Optional components include:

  • feature.ann: A matrix/data frame of feature annotations (e.g., taxonomy)

  • tree: A phylogenetic tree object (class "phylo")

  • feature.agg.list: Pre-aggregated feature tables by taxonomy

Data objects can be created using converters like mStat_convert_phyloseq_to_data_obj or importers like mStat_import_qiime2_as_data_obj.

alpha.obj

A list containing pre-calculated alpha diversity indices.

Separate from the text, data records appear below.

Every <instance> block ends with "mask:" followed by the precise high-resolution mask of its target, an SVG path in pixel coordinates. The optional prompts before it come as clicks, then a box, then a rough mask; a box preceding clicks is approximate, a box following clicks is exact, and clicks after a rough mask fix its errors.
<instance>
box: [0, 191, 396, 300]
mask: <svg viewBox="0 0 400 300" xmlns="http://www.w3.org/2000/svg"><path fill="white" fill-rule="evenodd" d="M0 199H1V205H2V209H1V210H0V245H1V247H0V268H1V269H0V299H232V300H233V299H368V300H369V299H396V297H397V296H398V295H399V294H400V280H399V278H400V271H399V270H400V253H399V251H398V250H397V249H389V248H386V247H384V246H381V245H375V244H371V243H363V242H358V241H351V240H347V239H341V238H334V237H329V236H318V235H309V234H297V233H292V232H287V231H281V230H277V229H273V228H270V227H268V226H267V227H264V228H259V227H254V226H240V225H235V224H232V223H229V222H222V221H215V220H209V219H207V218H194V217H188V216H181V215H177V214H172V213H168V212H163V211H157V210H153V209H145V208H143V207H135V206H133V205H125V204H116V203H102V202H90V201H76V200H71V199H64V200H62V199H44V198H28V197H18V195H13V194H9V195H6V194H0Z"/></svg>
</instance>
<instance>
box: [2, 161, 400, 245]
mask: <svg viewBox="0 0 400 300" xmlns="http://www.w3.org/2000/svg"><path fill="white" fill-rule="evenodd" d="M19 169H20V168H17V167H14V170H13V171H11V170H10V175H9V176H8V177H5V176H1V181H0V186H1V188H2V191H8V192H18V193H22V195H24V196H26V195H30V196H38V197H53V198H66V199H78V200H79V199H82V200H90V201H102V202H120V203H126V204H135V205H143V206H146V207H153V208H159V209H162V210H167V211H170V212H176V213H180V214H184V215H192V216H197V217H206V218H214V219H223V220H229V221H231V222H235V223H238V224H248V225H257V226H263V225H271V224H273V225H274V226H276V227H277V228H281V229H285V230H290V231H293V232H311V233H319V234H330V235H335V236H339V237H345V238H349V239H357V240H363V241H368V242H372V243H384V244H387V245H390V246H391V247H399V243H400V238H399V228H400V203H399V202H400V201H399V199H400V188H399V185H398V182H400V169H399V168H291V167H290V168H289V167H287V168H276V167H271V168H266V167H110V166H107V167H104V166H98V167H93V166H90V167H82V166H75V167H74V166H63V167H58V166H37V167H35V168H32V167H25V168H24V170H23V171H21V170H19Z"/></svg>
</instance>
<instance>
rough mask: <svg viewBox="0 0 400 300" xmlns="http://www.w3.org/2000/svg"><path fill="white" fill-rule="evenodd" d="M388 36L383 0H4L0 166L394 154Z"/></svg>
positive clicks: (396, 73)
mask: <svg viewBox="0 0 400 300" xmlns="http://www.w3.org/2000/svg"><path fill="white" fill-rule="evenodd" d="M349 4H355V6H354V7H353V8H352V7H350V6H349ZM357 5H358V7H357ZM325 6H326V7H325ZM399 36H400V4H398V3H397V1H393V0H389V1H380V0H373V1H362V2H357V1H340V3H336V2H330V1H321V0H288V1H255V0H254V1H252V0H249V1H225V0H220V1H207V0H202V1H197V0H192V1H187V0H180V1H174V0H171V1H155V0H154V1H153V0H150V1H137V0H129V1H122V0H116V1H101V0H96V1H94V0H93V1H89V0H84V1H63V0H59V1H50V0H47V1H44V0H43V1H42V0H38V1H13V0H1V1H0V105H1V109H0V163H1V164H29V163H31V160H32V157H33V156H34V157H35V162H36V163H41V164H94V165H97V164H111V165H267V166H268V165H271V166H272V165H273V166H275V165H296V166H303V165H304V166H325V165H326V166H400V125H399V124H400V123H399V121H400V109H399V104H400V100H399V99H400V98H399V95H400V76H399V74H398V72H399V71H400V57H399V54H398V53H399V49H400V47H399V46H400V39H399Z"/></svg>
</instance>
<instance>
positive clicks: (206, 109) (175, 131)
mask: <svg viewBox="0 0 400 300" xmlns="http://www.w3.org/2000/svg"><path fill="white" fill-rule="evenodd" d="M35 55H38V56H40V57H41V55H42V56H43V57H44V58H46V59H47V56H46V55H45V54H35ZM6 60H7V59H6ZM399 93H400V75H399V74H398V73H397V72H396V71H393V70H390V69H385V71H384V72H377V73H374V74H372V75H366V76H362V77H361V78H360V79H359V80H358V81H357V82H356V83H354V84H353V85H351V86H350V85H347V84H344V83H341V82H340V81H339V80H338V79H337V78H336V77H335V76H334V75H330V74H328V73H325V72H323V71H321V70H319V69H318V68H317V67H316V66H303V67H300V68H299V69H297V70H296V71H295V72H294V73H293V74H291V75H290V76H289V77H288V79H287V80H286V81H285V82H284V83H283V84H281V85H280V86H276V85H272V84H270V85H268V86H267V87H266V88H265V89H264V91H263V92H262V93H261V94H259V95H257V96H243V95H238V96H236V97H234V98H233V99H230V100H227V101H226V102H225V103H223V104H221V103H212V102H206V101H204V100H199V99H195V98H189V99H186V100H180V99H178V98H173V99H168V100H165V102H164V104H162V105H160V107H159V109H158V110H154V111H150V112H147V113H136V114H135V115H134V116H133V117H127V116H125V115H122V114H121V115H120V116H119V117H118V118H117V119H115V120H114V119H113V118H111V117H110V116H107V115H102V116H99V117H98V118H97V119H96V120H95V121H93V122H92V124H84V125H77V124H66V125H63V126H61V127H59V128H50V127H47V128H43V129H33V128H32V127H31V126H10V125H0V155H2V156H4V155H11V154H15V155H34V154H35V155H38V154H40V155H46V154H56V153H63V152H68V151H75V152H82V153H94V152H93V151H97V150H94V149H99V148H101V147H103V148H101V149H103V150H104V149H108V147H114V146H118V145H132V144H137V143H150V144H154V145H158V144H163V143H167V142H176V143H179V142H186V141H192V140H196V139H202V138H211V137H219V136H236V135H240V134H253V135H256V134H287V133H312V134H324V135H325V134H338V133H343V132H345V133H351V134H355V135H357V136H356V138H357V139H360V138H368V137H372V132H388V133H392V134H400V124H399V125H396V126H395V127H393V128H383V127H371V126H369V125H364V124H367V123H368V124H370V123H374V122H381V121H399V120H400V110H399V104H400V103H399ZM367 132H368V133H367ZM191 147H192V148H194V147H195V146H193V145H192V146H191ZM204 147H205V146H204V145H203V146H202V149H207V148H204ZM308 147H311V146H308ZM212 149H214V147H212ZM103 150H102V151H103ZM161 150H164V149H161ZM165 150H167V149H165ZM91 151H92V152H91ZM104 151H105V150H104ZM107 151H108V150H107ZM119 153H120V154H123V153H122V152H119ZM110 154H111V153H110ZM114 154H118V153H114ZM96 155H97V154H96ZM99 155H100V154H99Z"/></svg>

If NULL and alpha diversity is needed, it will be calculated automatically. Names should match the alpha.name parameter (e.g., "shannon", "simpson"). See mStat_calculate_alpha_diversity.

alpha.name

Character vector specifying which alpha diversity indices to analyze. Options include:

  • "shannon": Shannon diversity index

  • "simpson": Simpson diversity index

  • "observed_species": Observed species richness

  • "chao1": Chao1 richness estimator

  • "ace": ACE richness estimator

  • "pielou": Pielou's evenness

depth

Numeric value or NULL. Rarefaction depth for diversity calculations. If NULL, uses minimum sample depth or no rarefaction.

time.var

Character string specifying the column name in meta.dat containing the time variable. Required for longitudinal and paired analyses. Should be a factor or character with meaningful time point labels.

t.level

Character string specifying the time level/value to subset data to, if a time variable is provided. Default NULL does not subset data.

group.var

Character string specifying the column name in meta.dat containing the grouping variable (e.g., treatment, condition, phenotype). Used for between-group comparisons.

strata.var

Character string specifying the column name in meta.dat for stratification. When provided, analyses and visualizations will be performed separately within each stratum (e.g., by site, batch, or sex).

adj.vars

Character vector specifying column names in meta.dat to be used as covariates for adjustment in statistical models. These variables will be included as fixed effects.

base.size

Numeric value specifying the base font size for plot text elements. Default is typically 16.

theme.choice

Character string specifying the ggplot2 theme to use. Options include:

  • "bw": Black and white theme (theme_bw)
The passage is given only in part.